I recently spoke with Zilibotti about this pattern and about other society-wide variables that shape parenting style. The conversation that follows has been edited for length and clarity.
Joe Pinsker: Why do you and your co-author think parenting in the U.S. in the 1960s and 1970s was so much more laid-back than what came afterward?
Fabrizio Zilibotti: In a nutshell, we think that economic conditions have a lot of influence on the way parents raise their children. So, in the United States, compared to the 1960s and 1970s, the number of hours parents spend supervising the activities of their children has increased dramatically. This trend is especially strong in countries where economic inequality has grown the most, and in general that’s where we see more of what’s become known as "helicopter parenting.”
Why is this so? Well, parents want their children to do well in life, to be successful. And in a society that is very unequal—where there are lots of opportunities if one does well and very negative outcomes if one is less successful—parents will be more worried that their children won’t become high achievers in school. But if you go to a country where there is less inequality, parents may be less worried about that, not because they care less about their children, but because the negative outcomes aren’t as bad. There are some other things they care about—maybe to see their children happy and to let them express their individuality. And those things can get sacrificed when there is pressure on them to be high achievers.

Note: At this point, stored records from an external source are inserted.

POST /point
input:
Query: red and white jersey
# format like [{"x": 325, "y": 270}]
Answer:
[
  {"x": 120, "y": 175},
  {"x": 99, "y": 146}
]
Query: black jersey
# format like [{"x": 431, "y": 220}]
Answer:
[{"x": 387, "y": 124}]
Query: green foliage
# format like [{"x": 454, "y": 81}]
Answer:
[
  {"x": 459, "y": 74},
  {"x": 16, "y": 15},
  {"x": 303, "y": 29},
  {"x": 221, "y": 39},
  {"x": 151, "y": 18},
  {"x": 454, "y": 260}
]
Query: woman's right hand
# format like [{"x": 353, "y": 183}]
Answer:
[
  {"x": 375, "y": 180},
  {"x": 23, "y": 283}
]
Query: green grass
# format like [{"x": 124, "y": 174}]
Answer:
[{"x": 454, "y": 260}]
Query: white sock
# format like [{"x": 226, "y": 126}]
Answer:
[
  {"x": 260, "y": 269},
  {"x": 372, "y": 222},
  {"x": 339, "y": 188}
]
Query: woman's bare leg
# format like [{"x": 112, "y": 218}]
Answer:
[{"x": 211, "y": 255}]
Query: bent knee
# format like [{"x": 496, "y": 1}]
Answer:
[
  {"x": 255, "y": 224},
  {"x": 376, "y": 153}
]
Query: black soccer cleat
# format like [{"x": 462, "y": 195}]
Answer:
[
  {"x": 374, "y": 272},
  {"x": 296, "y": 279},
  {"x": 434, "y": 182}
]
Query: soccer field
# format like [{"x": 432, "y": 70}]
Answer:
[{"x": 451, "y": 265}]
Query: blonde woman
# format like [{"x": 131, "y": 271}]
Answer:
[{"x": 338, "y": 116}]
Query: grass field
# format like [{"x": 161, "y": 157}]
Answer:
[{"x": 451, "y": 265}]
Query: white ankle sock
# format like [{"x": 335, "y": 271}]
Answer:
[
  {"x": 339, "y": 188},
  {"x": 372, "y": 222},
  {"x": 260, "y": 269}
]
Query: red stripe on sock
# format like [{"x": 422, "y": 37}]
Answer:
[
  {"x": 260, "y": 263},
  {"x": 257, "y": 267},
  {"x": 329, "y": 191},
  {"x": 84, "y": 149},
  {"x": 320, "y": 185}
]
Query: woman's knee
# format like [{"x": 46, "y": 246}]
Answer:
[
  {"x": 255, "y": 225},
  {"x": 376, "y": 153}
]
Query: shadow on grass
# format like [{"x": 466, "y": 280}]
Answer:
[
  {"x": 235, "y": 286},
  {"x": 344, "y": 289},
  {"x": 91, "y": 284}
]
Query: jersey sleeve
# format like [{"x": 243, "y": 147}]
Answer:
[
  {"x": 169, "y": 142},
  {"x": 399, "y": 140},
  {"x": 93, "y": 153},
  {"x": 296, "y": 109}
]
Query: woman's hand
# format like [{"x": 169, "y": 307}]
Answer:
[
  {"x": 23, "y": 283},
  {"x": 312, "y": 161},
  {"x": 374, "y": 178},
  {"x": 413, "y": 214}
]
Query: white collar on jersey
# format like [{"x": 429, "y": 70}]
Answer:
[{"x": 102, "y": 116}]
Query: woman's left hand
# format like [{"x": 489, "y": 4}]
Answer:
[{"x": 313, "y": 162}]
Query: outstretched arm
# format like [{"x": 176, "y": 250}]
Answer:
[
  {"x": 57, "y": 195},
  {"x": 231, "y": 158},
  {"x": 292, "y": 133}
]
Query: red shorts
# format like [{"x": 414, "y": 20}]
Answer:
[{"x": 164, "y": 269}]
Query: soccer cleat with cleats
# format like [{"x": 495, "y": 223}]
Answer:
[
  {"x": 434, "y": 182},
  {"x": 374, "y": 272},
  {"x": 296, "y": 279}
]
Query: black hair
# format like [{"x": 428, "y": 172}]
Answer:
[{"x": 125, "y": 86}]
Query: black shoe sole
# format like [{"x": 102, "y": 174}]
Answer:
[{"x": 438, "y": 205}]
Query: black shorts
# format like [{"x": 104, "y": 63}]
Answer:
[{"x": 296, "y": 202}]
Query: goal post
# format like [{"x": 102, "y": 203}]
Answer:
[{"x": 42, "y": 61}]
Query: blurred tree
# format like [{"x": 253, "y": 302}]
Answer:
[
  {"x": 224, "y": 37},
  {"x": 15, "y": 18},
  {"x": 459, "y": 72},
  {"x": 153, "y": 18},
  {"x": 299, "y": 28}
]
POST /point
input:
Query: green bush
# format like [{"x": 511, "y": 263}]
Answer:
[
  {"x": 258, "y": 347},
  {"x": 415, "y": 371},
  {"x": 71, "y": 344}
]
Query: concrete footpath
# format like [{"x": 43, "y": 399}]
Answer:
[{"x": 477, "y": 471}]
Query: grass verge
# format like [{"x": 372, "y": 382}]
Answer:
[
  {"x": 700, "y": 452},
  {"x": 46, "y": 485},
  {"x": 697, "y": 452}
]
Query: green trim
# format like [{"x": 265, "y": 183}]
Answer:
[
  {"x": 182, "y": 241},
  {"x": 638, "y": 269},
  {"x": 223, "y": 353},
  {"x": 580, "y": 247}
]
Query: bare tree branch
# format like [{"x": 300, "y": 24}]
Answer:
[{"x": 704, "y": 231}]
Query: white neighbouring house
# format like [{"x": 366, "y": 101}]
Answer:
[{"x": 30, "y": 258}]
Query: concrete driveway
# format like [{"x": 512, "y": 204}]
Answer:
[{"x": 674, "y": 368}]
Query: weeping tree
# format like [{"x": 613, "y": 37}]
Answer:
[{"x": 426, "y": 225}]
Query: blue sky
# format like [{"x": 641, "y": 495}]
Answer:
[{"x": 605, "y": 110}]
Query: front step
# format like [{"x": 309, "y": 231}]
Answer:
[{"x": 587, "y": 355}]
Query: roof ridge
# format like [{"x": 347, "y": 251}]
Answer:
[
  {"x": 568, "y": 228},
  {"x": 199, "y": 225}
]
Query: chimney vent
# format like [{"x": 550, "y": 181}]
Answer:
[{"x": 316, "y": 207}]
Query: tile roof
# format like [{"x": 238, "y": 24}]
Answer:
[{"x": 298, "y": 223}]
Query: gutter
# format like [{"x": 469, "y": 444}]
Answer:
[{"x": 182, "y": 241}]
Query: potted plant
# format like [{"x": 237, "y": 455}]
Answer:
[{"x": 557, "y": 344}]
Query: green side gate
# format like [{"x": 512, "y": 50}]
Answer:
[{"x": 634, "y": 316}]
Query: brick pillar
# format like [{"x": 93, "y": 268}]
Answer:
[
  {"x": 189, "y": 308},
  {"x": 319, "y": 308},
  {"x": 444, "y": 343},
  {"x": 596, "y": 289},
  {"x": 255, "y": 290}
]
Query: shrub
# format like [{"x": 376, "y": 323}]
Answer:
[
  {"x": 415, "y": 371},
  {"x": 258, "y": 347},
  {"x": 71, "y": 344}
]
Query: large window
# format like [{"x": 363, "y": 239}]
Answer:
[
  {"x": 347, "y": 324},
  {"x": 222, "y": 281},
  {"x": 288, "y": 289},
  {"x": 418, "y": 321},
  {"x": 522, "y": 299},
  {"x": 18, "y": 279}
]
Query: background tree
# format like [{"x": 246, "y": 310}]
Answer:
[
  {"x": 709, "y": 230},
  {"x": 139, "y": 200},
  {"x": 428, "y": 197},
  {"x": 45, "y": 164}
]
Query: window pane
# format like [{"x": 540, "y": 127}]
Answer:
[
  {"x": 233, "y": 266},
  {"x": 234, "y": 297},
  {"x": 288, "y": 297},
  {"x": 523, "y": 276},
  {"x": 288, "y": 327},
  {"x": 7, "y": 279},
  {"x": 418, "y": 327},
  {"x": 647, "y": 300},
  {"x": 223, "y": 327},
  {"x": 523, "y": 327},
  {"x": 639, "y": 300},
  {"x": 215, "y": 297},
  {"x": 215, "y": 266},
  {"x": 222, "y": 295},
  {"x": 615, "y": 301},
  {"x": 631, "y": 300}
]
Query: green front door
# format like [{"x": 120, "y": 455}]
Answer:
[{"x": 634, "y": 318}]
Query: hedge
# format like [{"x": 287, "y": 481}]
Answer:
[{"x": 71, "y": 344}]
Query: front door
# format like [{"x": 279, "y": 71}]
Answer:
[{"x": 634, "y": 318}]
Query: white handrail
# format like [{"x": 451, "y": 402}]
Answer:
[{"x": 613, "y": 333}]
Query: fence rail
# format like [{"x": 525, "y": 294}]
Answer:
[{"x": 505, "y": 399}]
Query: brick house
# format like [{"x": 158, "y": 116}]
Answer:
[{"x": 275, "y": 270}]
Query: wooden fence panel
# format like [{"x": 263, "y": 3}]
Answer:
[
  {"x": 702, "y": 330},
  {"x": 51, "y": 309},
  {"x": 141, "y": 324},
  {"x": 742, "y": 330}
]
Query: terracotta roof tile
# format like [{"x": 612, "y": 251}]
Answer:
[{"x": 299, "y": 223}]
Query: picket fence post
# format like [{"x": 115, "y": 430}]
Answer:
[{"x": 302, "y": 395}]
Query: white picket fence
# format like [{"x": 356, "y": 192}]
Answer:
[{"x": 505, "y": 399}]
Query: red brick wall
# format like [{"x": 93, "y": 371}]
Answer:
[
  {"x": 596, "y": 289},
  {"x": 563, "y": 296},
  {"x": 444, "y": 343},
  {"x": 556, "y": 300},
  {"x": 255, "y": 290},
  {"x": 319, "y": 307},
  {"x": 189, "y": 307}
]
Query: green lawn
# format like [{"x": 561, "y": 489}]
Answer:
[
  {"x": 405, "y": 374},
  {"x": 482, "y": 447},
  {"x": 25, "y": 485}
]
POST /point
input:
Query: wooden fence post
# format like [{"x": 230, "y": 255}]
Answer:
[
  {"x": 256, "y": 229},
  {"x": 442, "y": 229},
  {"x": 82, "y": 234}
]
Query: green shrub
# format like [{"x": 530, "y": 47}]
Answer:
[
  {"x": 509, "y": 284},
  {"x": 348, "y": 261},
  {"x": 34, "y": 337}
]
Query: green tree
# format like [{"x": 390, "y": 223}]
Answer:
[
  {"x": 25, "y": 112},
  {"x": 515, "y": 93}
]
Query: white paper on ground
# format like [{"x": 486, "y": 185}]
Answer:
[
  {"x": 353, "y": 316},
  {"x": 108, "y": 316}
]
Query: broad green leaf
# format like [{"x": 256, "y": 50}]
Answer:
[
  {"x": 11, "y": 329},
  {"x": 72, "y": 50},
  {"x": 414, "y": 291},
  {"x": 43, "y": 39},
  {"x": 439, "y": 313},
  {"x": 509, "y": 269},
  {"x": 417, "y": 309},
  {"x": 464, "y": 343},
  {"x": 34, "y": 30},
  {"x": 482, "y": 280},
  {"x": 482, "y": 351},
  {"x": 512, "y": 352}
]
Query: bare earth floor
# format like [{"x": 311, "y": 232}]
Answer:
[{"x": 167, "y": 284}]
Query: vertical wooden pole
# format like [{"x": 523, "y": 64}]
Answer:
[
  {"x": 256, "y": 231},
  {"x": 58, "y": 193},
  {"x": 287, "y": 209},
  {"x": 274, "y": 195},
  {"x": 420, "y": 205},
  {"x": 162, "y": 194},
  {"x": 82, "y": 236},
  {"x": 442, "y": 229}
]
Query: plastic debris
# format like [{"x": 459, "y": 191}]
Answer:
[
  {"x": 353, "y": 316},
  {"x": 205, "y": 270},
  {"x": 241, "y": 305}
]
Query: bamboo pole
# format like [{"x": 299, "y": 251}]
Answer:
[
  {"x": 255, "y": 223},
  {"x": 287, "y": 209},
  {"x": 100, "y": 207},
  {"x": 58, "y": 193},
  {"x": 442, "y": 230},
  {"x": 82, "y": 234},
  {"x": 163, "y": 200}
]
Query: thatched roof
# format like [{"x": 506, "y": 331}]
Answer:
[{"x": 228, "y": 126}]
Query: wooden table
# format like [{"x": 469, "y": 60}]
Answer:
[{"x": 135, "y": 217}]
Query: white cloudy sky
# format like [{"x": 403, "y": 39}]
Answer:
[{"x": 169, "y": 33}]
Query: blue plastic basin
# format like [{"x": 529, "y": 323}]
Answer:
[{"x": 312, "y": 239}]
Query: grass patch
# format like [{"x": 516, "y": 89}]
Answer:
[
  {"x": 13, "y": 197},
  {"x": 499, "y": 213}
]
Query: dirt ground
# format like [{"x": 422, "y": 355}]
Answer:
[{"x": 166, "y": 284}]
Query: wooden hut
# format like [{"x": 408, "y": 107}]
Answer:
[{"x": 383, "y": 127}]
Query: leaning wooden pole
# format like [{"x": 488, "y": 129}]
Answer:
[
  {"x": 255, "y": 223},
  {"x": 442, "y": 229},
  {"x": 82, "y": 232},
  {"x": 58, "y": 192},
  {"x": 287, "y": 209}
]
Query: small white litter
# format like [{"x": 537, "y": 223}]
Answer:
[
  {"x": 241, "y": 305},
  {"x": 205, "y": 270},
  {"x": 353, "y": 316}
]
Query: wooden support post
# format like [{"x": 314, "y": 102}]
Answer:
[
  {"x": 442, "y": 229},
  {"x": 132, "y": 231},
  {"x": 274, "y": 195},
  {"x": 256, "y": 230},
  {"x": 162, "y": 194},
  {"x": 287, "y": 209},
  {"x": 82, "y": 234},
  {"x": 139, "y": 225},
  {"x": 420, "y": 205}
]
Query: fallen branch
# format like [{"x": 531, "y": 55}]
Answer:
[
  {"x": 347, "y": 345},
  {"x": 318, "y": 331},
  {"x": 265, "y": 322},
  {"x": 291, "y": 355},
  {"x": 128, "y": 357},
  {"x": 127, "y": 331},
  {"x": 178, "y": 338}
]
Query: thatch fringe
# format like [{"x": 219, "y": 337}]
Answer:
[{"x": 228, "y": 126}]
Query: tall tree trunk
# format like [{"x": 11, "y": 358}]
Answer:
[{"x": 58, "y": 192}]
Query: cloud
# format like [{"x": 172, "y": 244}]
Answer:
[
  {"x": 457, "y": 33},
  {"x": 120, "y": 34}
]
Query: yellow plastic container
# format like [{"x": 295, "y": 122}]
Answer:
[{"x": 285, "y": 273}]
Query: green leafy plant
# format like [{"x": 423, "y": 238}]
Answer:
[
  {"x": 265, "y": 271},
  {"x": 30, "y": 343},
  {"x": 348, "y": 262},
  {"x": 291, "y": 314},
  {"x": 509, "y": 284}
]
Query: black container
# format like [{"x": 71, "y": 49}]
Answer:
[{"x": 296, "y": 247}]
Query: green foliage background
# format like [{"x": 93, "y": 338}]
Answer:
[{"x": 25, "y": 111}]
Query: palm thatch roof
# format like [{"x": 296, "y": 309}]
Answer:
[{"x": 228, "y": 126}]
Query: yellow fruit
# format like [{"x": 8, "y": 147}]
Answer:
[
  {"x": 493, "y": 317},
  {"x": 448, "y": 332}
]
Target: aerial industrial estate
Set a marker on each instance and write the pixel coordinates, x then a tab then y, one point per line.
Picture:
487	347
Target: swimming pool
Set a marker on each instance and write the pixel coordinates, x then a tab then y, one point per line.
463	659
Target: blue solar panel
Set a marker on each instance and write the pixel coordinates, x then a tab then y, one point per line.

Read: ‘Intensive’ parenting is now the norm in America
Pinsker: Does helicopter parenting “work”? If it’s a rational reaction to economic conditions, is it actually giving kids any advantages?
Zilibotti: We have, again, some data on that. There is a lot of variation, but at least on average, it appears so, based on the best of the statistical techniques we can use. We can see that parents’ involvement—in the form of an “intensive” parenting style—tends to be associated with better educational attainment. This is especially strong when you look at post-college education, but it is also true for college attainment.
Pinsker: You argue that another factor that shapes parenting style is how a country’s education system is set up. What incentives does the American system produce, and how do those incentives compare to other countries’?
Zilibotti: The United States has a number of features that are important in shaping the way parents behave. One of them is that there is a lot of differentiation in the quality and prestige of schools and universities. The process of entering or being admitted to university is really competitive, and the preparation for that starts many years earlier.
In parts of Europe, the concern about admissions to schools and universities is much less pronounced. In Finland, for example, there is much less variance in school quality, and the type of incentives that this creates for parents is really different. Parents don’t move around because of a bad school district or a good school district. Finnish kids and parents know that it doesn’t matter much to be at the top of the class, because the difference between universities is, relatively speaking, not very large.